In many people's opinion, The Delgados' magnum opus, The Great Eastern remains one of Chemikal Underground's most significant releases. Not only because the album's critical success forced people to reappraise their opinion that The Delgados were nothing more than musical also rans, but also because it's commercial success came along at a time when Chemikal Underground needed a relatively big selling artist on its roster following the departure of Mogwai and Arab Strap.
The album itself, named after the homeless shelter a mile or so from Chemikal Underground's offices, was a triumphant realisation of The Delgados' potential as songwriters and as a live act. With live shows often featuring ten musicians on stage (and in one instance at the Royal Festival Hall as many as eighteen), this was clearly not a lo-fi album. The recording process was (as usual) a protracted one with sessions lasting well over a year. Once again recorded at CAVA with Tony Doogan, it was decided that given some abortive attempts at mixing the thing, Paul, Stewart and Tony would decamp to Upstate New York and mix the album with Flaming Lips helmer Dave Fridmann.
The end result was a resounding success: shortlisted for the Mercury Prize, The Delgados also received a Spirit Of Scotland Award Music Award, A Nordoff-Robbins Best Newcomer (!) Award and a Jockrock Tartan Cleft Award for The Great Eastern.
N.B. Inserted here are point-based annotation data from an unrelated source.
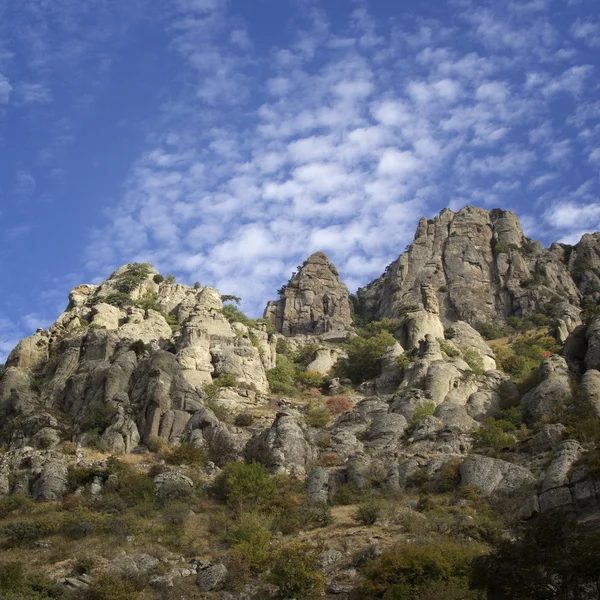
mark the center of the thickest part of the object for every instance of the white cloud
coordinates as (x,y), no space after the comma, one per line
(33,93)
(348,138)
(5,89)
(24,183)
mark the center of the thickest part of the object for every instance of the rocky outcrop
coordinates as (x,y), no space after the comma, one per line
(553,390)
(314,301)
(283,447)
(41,475)
(492,475)
(123,367)
(482,269)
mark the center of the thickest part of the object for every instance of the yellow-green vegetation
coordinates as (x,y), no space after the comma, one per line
(578,416)
(474,360)
(365,352)
(294,572)
(290,375)
(496,435)
(438,570)
(427,409)
(521,357)
(317,415)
Not bad going really for an album that seemed to take as much out of the band as they were putting in. The string players included the inestimable Charlie Cross (who The Delgados met after they needed a violinist to mime with them as they performed 'Pull The Wires From The Wall' on the Jack Docherty Show) Davie Laing, Greg Lawson and the omnipresent Alan Barr.
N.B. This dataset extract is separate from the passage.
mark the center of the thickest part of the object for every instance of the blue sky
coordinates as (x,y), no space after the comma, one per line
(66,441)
As far as previously unknown titbits are concerned: listen out for Tony Doogan during the spacey middle section in The Past That Suits You Best - recorded in the wild woods just outside Tarbox Studios, we'd been scaring ourselves as the Blair Witch Project had just been released. Another note on that song: "Drinking Breaker at night in the cold Duchess light" was a reference to the cheap lager we often purchased for carryouts as kids and the 'Duchess' was the Duchess Of Hamilton Park in Motherwell or 'The Duchy' as we all called it.
Accused Of Stealing had been recorded in an entirely different way which we just weren't happy with so it was taken back into Chem19 and the chorus switched into 3/4 time for the version you can hear on the album now. the 'Ed' in question for Reasons For Silence (Ed's Song) is in fact Ed Horrox, a wonderful guy who had A&R'd The Delgados at Beggars Banquet and who now runs 4AD.
Thirteen Gliding Principles had been transformed with Camille Mason's flute parts and the addition of strings so it was decided that it would fit perfectly on an album like The Great Eastern, despite the fact that it had been written four years previously as a B-Side for Cinecentre. Stewart still maintains that the outro to Aye Today is one of The Delgados' best pieces of music and that Camille's flute part on it has never been bettered. By anyone.
The string section sampled for Knowing When To Run is from Scheherazade by Rimsky-Korsakov.
Pointless piece of trivia: The angel/fairy on the front cover of the album was a three inch high metal ornament photographed by Paul's sister Lindsay.
Rather Immodest Update: That august body of musical criticism MOJO, has recently placed The Great Eastern as #49 in their list of The 50 Greatest UK Indie Records Of All Time! (the exclamation mark is essential apparently). Now 49 may not be the sexiest of numbers, but given that there have been a damn sight more than 50 indie records released in the UK, we're quite happy to bask in the reflective glory of just how brilliant we were...
Rather Immodest Update #2 : NME have just placed the album at #46 in their Top 50 Albums of the Decade so given that we've climbed three places from MOJO's accolade we should be challenging the top spot come 2054.